Gurkhas

What Next For Gurkha Recruitment In A COVID-19 World?

The pandemic has forced the British Army to reconsider how it can best recruit and select the next members of the brigade.

The Brigade of Gurkhas is facing questions over how the coronavirus pandemic will affect its next selection process.

The brigade's colonel says British Gurkhas Nepal could meet their recruitment quota by inviting back unsuccessful candidates from the last round of selection.

He also revealed that talks over whether women might be allowed to apply were to restart. 

The Army has warned Central Selection in Nepal could be cancelled due to uncertainty over coronavirus and the current inability of UK-based staff to reach the country.

Although some lockdown restrictions remain in place in Nepal, it is still hoped that enough recruits will be chosen from the hundreds of hopefuls expected to be called forward from around the country in the final stage of recruits selection.

More than 4,000 miles away in Catterick, North Yorkshire, Forces News spoke to Colonel Jody Davies of the Brigade of Gurkhas, during an annual capbadging ceremony for the class of 2020.

This group is the largest Gurkha intake in 30 years but, as they were assigned to their regimental homes, Col Davies explained how the coming year could look very different.

Col Davies said COVID-19 restrictions have provided "quite a lot of uncertainty" over the shape and size of the next cohort.
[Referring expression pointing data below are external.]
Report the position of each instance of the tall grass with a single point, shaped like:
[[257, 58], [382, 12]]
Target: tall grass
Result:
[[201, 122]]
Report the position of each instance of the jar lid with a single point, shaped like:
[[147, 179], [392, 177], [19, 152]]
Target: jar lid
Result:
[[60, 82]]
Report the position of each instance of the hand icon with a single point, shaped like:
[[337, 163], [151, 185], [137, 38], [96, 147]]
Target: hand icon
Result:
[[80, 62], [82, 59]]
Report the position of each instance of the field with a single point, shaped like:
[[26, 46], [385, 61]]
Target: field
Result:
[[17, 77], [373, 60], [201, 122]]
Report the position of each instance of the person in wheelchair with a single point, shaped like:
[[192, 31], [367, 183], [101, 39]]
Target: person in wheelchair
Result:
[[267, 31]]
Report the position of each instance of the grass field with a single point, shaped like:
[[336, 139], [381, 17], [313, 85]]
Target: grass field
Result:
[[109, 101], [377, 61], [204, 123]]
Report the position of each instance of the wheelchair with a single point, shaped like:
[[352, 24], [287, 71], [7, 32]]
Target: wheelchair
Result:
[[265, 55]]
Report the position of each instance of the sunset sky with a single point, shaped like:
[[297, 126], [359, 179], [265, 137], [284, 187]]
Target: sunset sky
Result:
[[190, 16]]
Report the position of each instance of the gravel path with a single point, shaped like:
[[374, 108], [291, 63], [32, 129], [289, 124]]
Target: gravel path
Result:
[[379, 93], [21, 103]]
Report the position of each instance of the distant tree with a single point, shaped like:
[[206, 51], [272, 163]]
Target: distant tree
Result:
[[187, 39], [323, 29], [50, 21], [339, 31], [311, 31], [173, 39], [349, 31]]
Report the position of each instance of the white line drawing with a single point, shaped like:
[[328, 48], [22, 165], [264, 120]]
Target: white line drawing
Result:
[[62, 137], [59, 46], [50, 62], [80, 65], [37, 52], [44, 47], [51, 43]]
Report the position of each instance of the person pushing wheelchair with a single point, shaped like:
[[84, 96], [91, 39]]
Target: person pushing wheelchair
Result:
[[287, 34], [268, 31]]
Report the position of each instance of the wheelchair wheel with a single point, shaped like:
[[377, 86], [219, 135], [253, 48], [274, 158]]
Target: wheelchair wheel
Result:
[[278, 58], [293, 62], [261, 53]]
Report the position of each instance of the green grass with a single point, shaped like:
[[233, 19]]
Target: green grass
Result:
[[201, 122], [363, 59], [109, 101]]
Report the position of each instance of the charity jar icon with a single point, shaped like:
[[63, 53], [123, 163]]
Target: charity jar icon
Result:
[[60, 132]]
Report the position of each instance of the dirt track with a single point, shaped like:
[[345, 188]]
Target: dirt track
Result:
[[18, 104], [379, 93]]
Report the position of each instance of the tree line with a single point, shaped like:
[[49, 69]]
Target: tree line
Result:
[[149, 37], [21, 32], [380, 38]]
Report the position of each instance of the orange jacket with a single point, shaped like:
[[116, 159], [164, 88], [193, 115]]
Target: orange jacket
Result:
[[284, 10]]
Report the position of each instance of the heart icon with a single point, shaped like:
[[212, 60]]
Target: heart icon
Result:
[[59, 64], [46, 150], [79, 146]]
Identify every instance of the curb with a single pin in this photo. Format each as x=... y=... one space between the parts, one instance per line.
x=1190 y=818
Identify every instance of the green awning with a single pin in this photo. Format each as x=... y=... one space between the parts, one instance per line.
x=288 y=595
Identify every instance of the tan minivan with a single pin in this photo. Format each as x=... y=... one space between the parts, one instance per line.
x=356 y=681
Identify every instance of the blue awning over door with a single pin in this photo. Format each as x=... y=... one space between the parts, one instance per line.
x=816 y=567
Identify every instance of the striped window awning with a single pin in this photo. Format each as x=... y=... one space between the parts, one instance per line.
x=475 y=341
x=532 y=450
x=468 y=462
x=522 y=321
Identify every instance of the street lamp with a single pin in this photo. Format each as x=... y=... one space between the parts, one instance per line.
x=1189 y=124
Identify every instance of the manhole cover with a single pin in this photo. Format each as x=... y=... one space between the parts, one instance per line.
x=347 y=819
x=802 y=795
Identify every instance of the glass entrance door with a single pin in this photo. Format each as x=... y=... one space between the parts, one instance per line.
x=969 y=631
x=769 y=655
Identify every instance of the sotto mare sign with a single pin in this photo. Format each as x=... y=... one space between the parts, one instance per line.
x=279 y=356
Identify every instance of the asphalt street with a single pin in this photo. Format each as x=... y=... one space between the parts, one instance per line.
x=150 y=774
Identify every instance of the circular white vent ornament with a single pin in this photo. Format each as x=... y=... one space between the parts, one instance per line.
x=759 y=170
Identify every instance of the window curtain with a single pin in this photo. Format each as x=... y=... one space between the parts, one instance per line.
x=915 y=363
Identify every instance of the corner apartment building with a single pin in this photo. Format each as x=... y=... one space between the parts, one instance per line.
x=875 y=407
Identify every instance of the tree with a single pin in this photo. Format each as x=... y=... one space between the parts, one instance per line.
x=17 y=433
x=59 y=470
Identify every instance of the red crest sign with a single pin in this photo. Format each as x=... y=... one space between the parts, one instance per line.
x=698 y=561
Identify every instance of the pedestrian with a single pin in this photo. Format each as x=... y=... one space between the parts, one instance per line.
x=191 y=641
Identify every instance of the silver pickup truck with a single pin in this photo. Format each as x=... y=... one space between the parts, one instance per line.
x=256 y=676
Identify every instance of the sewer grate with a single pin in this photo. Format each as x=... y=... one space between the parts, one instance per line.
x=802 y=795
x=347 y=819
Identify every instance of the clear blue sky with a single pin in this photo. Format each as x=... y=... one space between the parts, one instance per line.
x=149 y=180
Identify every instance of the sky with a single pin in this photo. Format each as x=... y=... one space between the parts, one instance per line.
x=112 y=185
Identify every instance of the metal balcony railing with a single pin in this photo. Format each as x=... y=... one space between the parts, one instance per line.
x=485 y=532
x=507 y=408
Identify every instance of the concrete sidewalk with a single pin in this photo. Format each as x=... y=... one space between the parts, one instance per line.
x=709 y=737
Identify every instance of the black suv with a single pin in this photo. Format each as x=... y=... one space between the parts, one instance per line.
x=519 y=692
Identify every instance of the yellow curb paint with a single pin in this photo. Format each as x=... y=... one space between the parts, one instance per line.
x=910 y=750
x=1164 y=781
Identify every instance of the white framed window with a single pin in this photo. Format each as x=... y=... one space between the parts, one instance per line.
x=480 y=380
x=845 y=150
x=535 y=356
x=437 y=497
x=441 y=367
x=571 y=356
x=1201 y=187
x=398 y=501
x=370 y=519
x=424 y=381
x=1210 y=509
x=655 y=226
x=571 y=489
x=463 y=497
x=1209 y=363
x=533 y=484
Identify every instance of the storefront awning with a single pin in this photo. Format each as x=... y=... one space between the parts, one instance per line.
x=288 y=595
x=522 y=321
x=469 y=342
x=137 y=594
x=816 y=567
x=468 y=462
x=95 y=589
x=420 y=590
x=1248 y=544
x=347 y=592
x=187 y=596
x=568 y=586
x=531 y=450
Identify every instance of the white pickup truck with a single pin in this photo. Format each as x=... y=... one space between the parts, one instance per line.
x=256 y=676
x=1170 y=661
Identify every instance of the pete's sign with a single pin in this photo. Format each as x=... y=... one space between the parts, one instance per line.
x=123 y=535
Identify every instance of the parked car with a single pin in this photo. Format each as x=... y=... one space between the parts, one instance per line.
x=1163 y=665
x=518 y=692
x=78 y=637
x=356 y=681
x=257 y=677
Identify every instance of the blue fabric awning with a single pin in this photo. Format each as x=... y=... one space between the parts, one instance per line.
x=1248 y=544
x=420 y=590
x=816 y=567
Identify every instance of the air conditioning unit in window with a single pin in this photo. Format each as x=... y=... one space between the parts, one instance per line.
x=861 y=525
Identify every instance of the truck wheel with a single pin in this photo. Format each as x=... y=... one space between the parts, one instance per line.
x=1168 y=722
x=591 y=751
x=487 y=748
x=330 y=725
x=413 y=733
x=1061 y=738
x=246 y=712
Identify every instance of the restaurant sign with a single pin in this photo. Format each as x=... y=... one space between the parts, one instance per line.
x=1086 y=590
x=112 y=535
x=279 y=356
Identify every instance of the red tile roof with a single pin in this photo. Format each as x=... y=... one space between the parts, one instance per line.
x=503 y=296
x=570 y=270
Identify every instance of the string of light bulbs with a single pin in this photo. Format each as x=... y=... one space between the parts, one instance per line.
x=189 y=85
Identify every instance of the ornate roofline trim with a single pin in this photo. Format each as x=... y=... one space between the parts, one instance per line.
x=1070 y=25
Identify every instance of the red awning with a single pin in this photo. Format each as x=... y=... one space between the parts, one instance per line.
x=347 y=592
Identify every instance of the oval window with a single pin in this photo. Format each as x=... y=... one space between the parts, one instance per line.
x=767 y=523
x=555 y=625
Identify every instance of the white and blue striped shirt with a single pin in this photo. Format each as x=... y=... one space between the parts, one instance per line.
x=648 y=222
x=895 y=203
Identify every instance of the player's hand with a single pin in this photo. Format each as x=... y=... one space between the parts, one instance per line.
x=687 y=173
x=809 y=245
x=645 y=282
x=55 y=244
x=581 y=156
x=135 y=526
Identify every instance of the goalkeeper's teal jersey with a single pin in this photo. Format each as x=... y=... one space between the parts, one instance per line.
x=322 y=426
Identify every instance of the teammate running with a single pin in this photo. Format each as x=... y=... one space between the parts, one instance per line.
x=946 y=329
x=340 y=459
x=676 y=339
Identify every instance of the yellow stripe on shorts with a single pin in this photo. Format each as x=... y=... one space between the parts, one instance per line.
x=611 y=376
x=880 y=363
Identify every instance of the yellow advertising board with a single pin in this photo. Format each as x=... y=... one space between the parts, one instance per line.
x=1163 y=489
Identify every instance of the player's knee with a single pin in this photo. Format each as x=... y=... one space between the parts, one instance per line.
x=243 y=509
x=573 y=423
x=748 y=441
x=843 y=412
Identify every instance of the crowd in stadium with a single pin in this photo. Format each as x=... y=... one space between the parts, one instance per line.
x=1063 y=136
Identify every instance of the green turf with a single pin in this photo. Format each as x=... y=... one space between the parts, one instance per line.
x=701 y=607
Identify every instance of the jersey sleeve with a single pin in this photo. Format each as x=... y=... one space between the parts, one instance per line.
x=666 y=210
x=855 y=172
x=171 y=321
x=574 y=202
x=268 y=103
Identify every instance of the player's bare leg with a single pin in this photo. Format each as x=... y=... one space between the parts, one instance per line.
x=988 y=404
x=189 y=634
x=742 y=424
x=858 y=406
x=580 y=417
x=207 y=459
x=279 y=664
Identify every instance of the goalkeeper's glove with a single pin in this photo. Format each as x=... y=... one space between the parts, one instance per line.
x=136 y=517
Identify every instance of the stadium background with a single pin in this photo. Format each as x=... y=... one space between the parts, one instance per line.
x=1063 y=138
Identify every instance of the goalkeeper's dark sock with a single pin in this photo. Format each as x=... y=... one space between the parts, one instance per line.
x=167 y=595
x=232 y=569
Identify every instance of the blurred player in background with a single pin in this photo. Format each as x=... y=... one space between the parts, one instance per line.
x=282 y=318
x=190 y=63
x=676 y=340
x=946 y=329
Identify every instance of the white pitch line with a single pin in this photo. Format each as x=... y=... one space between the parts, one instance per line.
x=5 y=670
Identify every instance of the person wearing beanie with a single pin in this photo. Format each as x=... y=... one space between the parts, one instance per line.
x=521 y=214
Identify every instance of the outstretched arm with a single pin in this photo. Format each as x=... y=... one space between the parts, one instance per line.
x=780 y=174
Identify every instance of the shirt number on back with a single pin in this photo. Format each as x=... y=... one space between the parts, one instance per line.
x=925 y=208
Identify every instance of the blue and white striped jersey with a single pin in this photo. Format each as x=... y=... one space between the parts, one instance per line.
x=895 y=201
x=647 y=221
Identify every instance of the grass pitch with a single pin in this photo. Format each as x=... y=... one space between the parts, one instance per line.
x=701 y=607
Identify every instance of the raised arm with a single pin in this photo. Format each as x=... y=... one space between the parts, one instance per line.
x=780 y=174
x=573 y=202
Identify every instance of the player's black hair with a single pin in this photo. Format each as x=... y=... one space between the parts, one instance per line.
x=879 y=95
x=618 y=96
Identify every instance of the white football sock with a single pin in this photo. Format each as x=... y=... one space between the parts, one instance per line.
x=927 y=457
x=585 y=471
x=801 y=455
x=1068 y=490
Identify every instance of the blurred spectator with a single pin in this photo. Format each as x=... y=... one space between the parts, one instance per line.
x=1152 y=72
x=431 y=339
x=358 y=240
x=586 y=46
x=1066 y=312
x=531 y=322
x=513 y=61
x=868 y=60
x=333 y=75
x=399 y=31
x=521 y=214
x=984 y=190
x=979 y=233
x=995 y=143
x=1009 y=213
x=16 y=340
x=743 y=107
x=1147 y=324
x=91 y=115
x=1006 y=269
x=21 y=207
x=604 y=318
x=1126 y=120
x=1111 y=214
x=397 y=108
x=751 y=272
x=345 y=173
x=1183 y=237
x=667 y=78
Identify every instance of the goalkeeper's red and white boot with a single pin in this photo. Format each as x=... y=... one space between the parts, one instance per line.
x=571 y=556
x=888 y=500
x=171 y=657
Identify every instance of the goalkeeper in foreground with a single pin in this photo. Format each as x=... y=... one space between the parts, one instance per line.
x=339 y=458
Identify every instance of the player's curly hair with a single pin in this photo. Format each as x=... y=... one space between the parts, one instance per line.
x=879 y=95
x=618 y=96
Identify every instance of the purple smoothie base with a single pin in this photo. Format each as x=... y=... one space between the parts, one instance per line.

"Quite how that manifests in Nepal is changing, just like it is in the rest of the world and like it is in the UK, on a near-weekly basis," he said.

To boost recruitment efforts and ease the pressure on the Army, unsuccessful candidates from last year with "in-date" medical assessments have been called to selection once more.

Col Davies said the military is "not concerned about any perceived drop in standard" resulting from the plans.

Potential recruits from Nepal may have to quarantine upon arrival at Central Selection.

Col Davies said there is currently some difficulty with getting personnel into the country to carry out the selection process. 

On Tuesday, Nepal lifted its suspension of all domestic and international commercial flights, although flights remain very limited, according to the UK Foreign Office. 

Entry to the country is currently prohibited to certain foreign nationals, including Britons. 

Col Davies said "unclear" regulations on quarantine and social distancing have also held up proceedings, though he added there are a "range of contingencies" for selection training that could see the Army welcome its latest Gurkhas "very early on in the new year".

All roles in the UK Armed Forces were opened to women in 2018 but, regarding possible female Gurkha recruitment, Col Davies said: "Right now, that's not something that the Nepalese government will allow us to entertain."

He said a "whole bunch of high-level discussions" are continuing in regard to Gurkha service in the British and Indian armies, as well as the Singapore Police Force.

Those discussions will resume after a COVID-19-related pause, with a decision to be made in February 2021 on whether the Brigade of Gurkhas can recruit females for entry in 2022, he added.

"That's a possibility and something that we are open, ready and willing for," said Col Davies.